2020年は堂林翔太がついて“覚醒”のシーズンになったと言っても過言ではない。開幕序盤から安打を量産し、8年ぶりに規定打席に到達するなど、最後までレギュラーとして活躍。期待されながらも結果を残すことができなかった男が、プロ11年目で見事な復活劇を見せつけた。

 11年目の覚醒を見せファンを魅了した、堂林翔太のこれまでの軌跡を、当時の本人の言葉とともに辿る。今回は一軍昇格を目指していたプロ1年目、2年目に焦点を当てて振り返っていく。

2009年ドラフト2位で入団した堂林翔太選手。プロ1、2年目は二軍で野手としての経験を積んだ。

◆どれだけ三振を重ねても、中途半端なスイングは決してしない

 中京大中京高から、2009年ドラフト2位でカープに入団した堂林翔太。高校3年で出場した夏の甲子園では、エース兼4番として全国制覇に貢献。甘いマスクも相まって甲子園を沸かせた球児は、“スラッガー”としての期待を背負い、野手としてプロ生活をスタートした。

 入団1年目。ウエスタン・リーグでの初スタメンで猛打賞を記録した堂林は、4月4日の阪神戦で一軍経験もある福原忍からプロ入り第1号。続く2戦目でも2号本塁打を放ち、いきなり大物の片鱗をみせた。

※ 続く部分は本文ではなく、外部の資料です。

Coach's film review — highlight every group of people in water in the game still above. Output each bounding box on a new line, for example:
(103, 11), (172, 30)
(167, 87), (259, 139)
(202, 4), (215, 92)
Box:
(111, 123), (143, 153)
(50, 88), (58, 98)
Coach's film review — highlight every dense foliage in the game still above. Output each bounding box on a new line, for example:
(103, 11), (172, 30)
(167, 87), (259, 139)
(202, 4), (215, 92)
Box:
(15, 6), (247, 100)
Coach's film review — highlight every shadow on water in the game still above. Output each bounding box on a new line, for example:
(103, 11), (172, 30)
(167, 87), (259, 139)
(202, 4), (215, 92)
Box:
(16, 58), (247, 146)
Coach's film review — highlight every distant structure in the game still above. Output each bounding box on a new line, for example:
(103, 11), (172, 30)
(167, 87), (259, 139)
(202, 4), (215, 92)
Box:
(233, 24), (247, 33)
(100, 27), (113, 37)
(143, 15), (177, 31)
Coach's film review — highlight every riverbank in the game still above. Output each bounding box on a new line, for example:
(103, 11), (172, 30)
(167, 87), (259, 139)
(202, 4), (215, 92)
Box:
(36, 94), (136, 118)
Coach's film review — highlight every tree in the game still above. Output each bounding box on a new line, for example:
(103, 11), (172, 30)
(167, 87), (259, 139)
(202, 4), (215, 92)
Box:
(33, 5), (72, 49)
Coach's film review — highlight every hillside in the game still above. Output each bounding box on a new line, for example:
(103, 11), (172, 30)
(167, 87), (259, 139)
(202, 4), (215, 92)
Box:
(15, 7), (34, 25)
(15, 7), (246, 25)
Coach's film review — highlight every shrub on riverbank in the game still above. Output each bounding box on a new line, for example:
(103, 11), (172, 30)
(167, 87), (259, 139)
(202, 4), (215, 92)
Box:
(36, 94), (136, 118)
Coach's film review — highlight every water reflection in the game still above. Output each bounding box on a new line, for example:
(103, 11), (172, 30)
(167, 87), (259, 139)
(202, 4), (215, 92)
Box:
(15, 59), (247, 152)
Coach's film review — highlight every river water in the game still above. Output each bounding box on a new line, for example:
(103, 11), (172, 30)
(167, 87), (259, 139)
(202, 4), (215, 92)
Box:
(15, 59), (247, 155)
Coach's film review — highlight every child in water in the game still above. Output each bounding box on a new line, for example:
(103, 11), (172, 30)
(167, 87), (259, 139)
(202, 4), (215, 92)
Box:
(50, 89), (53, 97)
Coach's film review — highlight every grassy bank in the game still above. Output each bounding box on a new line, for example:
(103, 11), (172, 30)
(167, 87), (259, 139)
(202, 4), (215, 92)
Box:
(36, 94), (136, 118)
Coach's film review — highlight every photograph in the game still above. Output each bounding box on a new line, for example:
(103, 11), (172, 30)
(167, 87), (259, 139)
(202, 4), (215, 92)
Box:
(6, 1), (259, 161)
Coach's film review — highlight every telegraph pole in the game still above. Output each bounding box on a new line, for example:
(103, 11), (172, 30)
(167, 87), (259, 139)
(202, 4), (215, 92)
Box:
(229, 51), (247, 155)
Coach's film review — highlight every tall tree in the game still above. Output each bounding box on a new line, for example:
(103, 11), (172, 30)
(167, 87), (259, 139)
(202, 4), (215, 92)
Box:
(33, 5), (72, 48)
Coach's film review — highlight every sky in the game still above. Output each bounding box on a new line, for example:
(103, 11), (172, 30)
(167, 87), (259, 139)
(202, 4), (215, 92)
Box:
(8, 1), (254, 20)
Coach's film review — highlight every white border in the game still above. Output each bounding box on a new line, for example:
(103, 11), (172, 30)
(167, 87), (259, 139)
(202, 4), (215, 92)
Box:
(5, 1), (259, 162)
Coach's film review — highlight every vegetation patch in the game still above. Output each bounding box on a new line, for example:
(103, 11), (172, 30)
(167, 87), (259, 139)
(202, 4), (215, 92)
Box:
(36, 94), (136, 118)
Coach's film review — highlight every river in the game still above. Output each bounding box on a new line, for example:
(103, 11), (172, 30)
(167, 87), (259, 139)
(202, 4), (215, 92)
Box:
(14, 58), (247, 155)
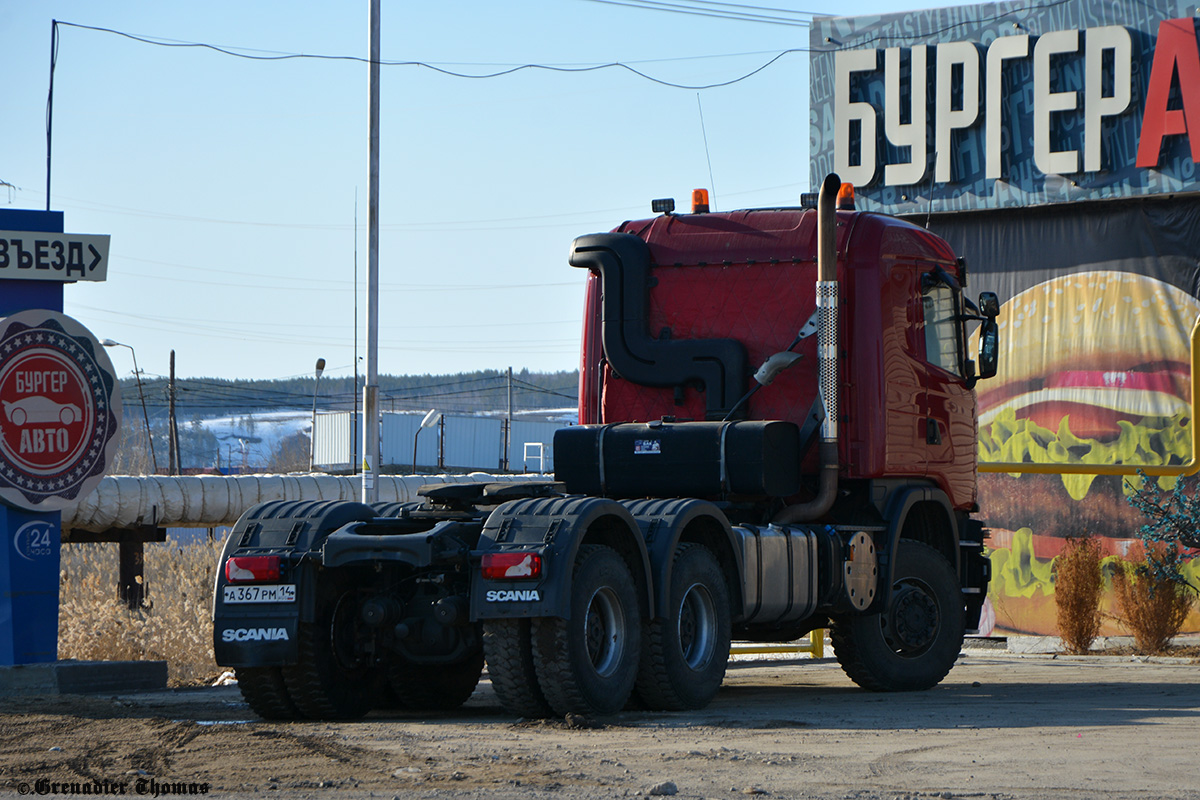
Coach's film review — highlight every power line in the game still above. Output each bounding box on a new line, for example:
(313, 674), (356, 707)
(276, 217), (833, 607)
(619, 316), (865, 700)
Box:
(576, 0), (809, 28)
(53, 19), (809, 90)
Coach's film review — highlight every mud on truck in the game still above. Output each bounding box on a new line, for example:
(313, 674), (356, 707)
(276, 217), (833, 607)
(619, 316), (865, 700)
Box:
(212, 175), (998, 718)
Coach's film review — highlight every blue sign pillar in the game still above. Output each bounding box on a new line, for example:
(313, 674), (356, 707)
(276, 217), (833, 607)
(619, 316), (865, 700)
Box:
(0, 209), (64, 666)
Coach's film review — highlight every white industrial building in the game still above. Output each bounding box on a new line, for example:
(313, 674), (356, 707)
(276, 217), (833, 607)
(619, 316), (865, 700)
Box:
(313, 411), (569, 473)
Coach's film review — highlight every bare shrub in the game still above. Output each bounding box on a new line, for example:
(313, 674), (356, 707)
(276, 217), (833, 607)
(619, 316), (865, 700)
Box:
(1054, 537), (1104, 655)
(59, 541), (222, 686)
(1112, 543), (1192, 654)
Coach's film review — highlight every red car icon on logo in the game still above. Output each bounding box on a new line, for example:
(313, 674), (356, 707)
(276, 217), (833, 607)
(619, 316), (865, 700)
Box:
(0, 396), (83, 425)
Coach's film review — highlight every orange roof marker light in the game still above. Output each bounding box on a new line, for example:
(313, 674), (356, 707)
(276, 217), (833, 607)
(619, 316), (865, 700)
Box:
(838, 184), (854, 211)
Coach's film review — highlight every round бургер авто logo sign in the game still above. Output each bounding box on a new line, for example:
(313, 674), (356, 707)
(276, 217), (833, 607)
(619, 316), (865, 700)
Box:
(0, 309), (121, 510)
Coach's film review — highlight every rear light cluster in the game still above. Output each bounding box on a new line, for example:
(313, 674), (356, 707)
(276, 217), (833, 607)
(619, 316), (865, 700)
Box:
(482, 553), (541, 581)
(226, 555), (280, 583)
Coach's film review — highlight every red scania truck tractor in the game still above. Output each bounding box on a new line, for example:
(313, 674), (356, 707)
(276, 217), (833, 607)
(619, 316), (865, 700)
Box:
(214, 175), (998, 718)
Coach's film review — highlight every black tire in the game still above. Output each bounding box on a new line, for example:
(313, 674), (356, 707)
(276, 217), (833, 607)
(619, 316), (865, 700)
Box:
(282, 573), (378, 720)
(636, 543), (731, 711)
(388, 650), (484, 711)
(484, 619), (554, 718)
(234, 667), (301, 720)
(533, 545), (642, 716)
(829, 539), (965, 692)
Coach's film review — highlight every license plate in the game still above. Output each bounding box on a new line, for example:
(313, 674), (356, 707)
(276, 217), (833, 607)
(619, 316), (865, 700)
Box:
(224, 583), (296, 603)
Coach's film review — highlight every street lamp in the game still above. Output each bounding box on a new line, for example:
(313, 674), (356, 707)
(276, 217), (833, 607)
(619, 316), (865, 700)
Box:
(308, 359), (325, 473)
(413, 408), (442, 475)
(101, 339), (158, 475)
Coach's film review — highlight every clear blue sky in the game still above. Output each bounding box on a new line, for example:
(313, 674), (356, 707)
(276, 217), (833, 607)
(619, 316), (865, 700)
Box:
(0, 0), (961, 378)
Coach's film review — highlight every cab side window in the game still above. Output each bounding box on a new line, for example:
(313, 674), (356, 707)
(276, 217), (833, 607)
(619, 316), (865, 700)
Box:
(922, 283), (962, 375)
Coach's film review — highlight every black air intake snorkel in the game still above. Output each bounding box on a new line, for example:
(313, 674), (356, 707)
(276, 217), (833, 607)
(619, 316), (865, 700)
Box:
(570, 234), (746, 420)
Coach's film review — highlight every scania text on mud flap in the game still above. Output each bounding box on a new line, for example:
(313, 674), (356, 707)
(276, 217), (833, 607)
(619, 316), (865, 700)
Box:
(214, 176), (998, 718)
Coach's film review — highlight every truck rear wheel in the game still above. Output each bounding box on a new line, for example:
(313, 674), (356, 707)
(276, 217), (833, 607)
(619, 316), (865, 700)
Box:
(484, 619), (554, 718)
(388, 650), (484, 711)
(637, 543), (731, 711)
(533, 545), (641, 715)
(282, 575), (378, 720)
(235, 667), (301, 720)
(829, 539), (965, 692)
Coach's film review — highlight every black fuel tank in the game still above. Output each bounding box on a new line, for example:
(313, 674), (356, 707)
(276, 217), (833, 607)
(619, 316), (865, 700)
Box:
(554, 420), (800, 498)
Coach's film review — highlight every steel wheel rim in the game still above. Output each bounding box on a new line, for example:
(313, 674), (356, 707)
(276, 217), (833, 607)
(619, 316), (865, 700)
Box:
(880, 577), (942, 658)
(677, 583), (716, 670)
(583, 587), (625, 678)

「1年目は全然通用しないと思っていたのですが、初めて打席に立ったときは、正直『こんなもんか』と思ったんです。だから何度か打席に立てば慣れてくるだろうなと」

 しかし、好調は長くは続かなかった。シーズン序盤は快調に飛ばすも、相手球団のマークが厳しくなると、結果の出ない日々が続くことになった。

「10何打席無安打というのもありましたし、これだけ打てないのは初めてでした。振っても当たらないし見逃したらストライクだし、当たったと思ったらファウルになるし。どうしていいのか全く分からず、どうしようもできなかった時期もありました」

 

 首脳陣の期待もあり、たとえ結果が残せなくても、常時スタメンで起用され続けた。当然プレッシャーとの戦いもあったが、堂林の心は折れることはなかった。いくつ三振を重ねても積極性を失わずに、自分のスイングを貫き通した。

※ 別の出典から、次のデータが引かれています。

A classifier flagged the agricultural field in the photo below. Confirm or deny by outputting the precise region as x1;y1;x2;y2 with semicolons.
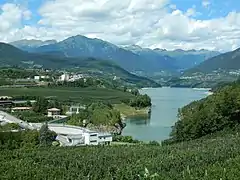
0;130;240;180
0;87;133;103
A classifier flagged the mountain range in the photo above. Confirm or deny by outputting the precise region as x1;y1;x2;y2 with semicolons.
186;48;240;74
11;35;220;73
0;43;160;87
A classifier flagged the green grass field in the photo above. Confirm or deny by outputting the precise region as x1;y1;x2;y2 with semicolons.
0;87;133;103
0;130;240;180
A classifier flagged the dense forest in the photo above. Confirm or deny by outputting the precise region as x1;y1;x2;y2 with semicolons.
168;81;240;141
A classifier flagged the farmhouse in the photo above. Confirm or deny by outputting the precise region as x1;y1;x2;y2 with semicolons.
11;107;32;112
32;123;112;146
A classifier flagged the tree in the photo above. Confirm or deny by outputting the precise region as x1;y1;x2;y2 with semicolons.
39;123;57;146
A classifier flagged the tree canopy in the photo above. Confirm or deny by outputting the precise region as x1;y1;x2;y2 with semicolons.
171;82;240;141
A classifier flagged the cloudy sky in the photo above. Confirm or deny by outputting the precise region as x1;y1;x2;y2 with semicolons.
0;0;240;51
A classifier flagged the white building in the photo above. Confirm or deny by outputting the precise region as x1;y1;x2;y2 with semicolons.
60;73;70;81
34;76;40;81
47;108;61;119
11;107;32;112
32;123;112;146
66;106;86;116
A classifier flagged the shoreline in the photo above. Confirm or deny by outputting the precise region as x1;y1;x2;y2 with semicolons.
114;104;151;121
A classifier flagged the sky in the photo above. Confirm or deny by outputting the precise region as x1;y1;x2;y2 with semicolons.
0;0;240;51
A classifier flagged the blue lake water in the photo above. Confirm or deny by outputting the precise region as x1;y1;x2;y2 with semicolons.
122;88;208;141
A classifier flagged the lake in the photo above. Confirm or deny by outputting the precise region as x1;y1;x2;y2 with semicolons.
122;88;208;141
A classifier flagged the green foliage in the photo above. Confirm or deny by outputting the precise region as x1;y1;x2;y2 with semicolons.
0;130;39;150
0;132;240;180
88;103;121;126
122;94;152;108
0;123;20;131
67;109;90;126
0;87;133;103
12;111;52;123
148;141;160;146
39;123;57;146
33;97;48;113
113;135;140;143
171;80;240;141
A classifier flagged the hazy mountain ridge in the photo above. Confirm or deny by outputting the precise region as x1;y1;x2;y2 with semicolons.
186;48;240;74
0;43;160;87
10;39;57;52
12;35;220;72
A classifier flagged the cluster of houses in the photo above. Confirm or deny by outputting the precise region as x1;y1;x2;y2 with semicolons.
0;96;112;146
33;73;88;82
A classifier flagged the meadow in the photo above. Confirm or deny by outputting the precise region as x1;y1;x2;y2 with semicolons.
0;130;240;180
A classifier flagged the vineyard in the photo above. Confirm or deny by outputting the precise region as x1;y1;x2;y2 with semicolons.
0;130;240;180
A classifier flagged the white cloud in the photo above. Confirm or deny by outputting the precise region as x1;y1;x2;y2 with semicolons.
186;8;196;16
169;4;177;9
0;0;240;50
202;0;211;7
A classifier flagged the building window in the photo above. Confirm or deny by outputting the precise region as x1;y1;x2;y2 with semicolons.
90;134;97;137
90;140;97;142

「『昨日打てなければ今日打てればいい。今日打てなければ明日打てばいい』と、いつも監督さんが毎試合リセットするようにと言ってくれているので、気持ちを切り替えて試合に臨むようにしています。また、打席の中で消極的にならないように意識しています。振ってみなければ分からないし、バットが出てこなかったら終わり。高校からずっとそうやって教えられてきたので、それだけはやるようにしていました。高校のときは見逃しが許されなかったので、それが今の打撃スタイルにつながっていると思います」

 どれだけ三振を重ねても積極性を失わず、中途半端なフルスイングは決してしなかった。その結果、リーグダントツの三振数を喫したが、1年目から7本塁打を記録。7月に開催されたフレッシュオールスターでは豪快な本塁打を放った。野手1本で挑んだプロ1年目。重圧にも動じず、1歩1歩信じた道を突き進んだことで、スラッガーとして潜在能力の高さを感じさせるシーズンとなった。

 

◆「壁を乗り越えたら次の壁にぶつかる。その繰り返しです」

 そして迎えたプロ2年目の2011年。『20歳までに一軍に昇格すること』を目標にシーズンに突入した。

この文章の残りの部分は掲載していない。